In our early teens, my friends and I hunkered on Tightwad Hill, the steep and legendary bluff across Empire Way (today’s Martin Luther King Jr. Way) from Sicks Stadium. Generations of baseball fans had preceded us there, finding catbird seats for minor-league games in Rainier Valley.
Today, however, rock ‘n’ roll was the draw. Two groups — Cactus, and Cat Mother and the All Night Newsboys — opened the show. But we were there for the headliner — Seattle’s own Jimi Hendrix, playing his fourth hometown concert.
Raised in the Central District, the throbbing heart of Seattle’s Black community, the self-taught Hendrix had never learned to read music. Left-handed, he turned his guitar and the world upside-down. In just four years, he’d become a superstar, astounding audiences with revolutionary (sometimes incendiary) musicality. At 27, he was one of rock’s greatest instrumentalists, though the pressures of his meteoric rise were mounting.
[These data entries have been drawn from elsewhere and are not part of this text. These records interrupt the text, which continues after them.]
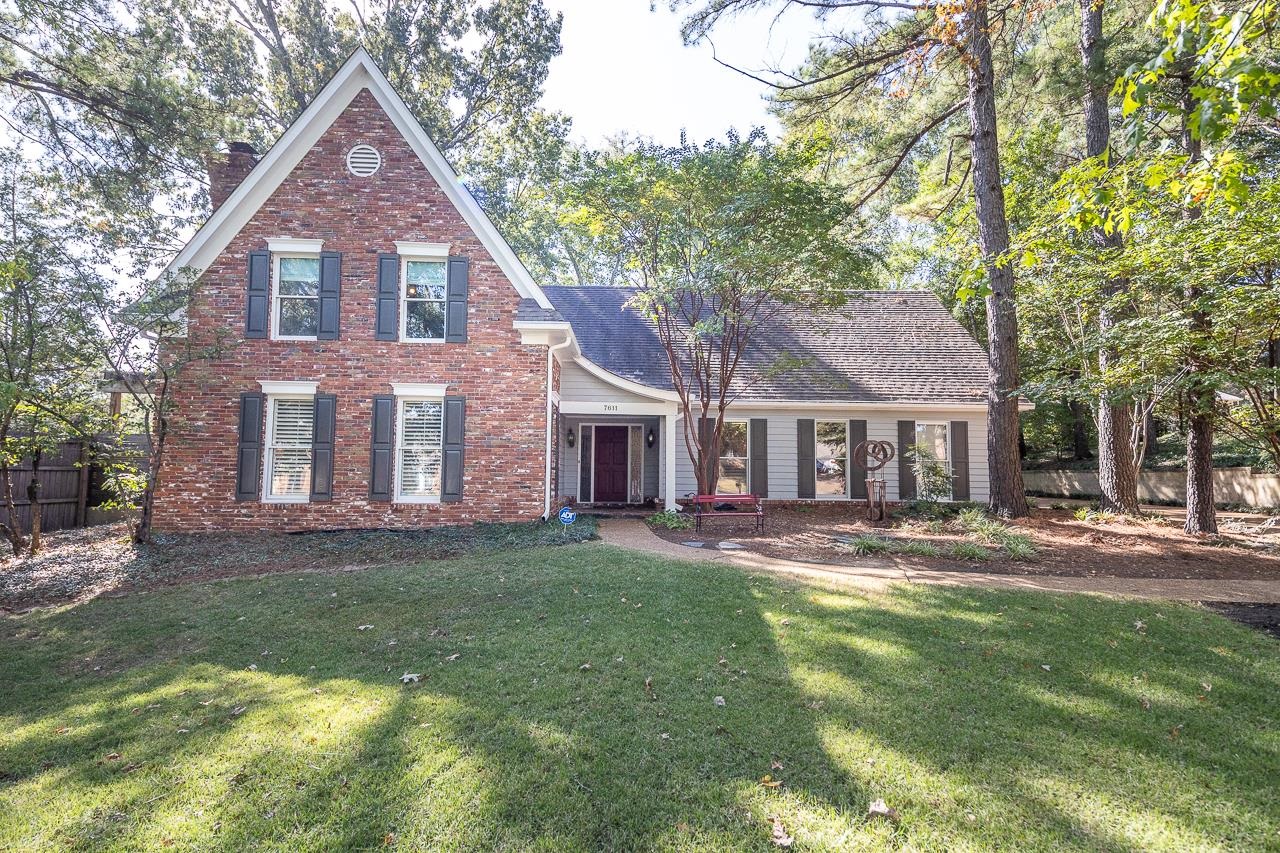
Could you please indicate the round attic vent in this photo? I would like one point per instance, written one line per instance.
(364, 160)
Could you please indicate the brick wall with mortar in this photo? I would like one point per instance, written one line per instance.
(504, 382)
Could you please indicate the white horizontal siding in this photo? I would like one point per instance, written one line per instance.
(881, 425)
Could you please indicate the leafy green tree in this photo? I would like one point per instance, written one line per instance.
(720, 240)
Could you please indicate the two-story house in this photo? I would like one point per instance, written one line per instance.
(393, 364)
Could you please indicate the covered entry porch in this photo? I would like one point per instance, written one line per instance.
(617, 454)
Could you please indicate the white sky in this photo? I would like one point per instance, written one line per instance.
(625, 69)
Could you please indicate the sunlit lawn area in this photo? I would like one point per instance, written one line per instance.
(256, 712)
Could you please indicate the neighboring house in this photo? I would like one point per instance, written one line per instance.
(391, 363)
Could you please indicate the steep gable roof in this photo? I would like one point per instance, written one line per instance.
(881, 346)
(356, 74)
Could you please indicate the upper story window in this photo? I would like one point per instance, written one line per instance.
(295, 288)
(424, 300)
(424, 288)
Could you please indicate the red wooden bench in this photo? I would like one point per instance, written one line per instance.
(704, 507)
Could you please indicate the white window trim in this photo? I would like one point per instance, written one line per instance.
(288, 388)
(277, 297)
(831, 497)
(946, 425)
(268, 450)
(291, 245)
(400, 443)
(432, 254)
(745, 422)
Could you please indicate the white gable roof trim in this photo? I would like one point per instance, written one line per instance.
(356, 74)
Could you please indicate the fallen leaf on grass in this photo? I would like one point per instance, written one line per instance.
(880, 808)
(780, 834)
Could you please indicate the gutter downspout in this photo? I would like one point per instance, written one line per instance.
(551, 378)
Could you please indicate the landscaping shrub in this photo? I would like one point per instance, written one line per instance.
(969, 551)
(671, 520)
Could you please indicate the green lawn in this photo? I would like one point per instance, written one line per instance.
(987, 720)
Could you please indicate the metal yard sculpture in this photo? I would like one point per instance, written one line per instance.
(876, 456)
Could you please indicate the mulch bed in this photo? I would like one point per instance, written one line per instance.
(1264, 617)
(80, 564)
(1065, 547)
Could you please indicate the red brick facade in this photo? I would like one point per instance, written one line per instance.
(504, 382)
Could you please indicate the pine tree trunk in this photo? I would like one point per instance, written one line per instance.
(1008, 497)
(1118, 477)
(1201, 514)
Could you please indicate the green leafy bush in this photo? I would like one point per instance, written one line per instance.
(671, 520)
(969, 551)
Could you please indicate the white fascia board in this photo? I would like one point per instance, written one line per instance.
(430, 391)
(289, 245)
(620, 382)
(300, 388)
(356, 74)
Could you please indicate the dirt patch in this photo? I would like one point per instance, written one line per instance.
(1064, 546)
(1265, 617)
(80, 564)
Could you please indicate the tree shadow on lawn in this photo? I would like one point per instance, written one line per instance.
(931, 698)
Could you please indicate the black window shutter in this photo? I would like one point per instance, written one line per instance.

Inside the post-Rainiers, Angels and Pilots ballpark, thousands of eager fans, including today’s “Then” photographer, 16-year-old Dave DePartee, were watching from the muddy infield. Now & Then founder Paul Dorpat, then a concert promoter and underground newspaper publisher, stood backstage.
From Tightwad Hill, the stage was a postage stamp, but the loud rock pummeled us. Fans repeatedly tried to sneak over chain-link and wood-slat fences, painfully confronted by rent-a-cops spraying mace from catwalks. Barriers were breached only once, by a trio who lifted a fence and slid under to Tightwad huzzahs.
Just before Hendrix began, harder rains fell from a steel-wool sky. The mix of water and electric instruments was worrisome, but after rubber mats were installed, the show resumed.
And here’s where the narrative flips. Consider, if you will, an exhausted, moody Hendrix playing before a home audience, the backstage jammed with family, friends and obligations. What followed was a note of generosity echoing from his youth.
On Sept. 1, 1957, Elvis Presley had played Sicks’ Stadium for an ecstatic crowd of 16,000. Short the buck-fifty admission, 14-year-old Hendrix watched the show perched atop — you guessed it — Tightwad Hill.
Thirteen years later, Hendrix instructed the stadium crew to throw gates open and let in hundreds of young cheapskates, including me, from the same bluff. Roaring approval, we scrambled down the incline and inside, thumbing our noses at the defanged rent-a-cops.
Tragically, this was Hendrix’s last concert in the continental United States. Less than two months later, on Sept. 18, he died in London of an accidental drug overdose. His sonic earthquake continues to shake and inspire to this day.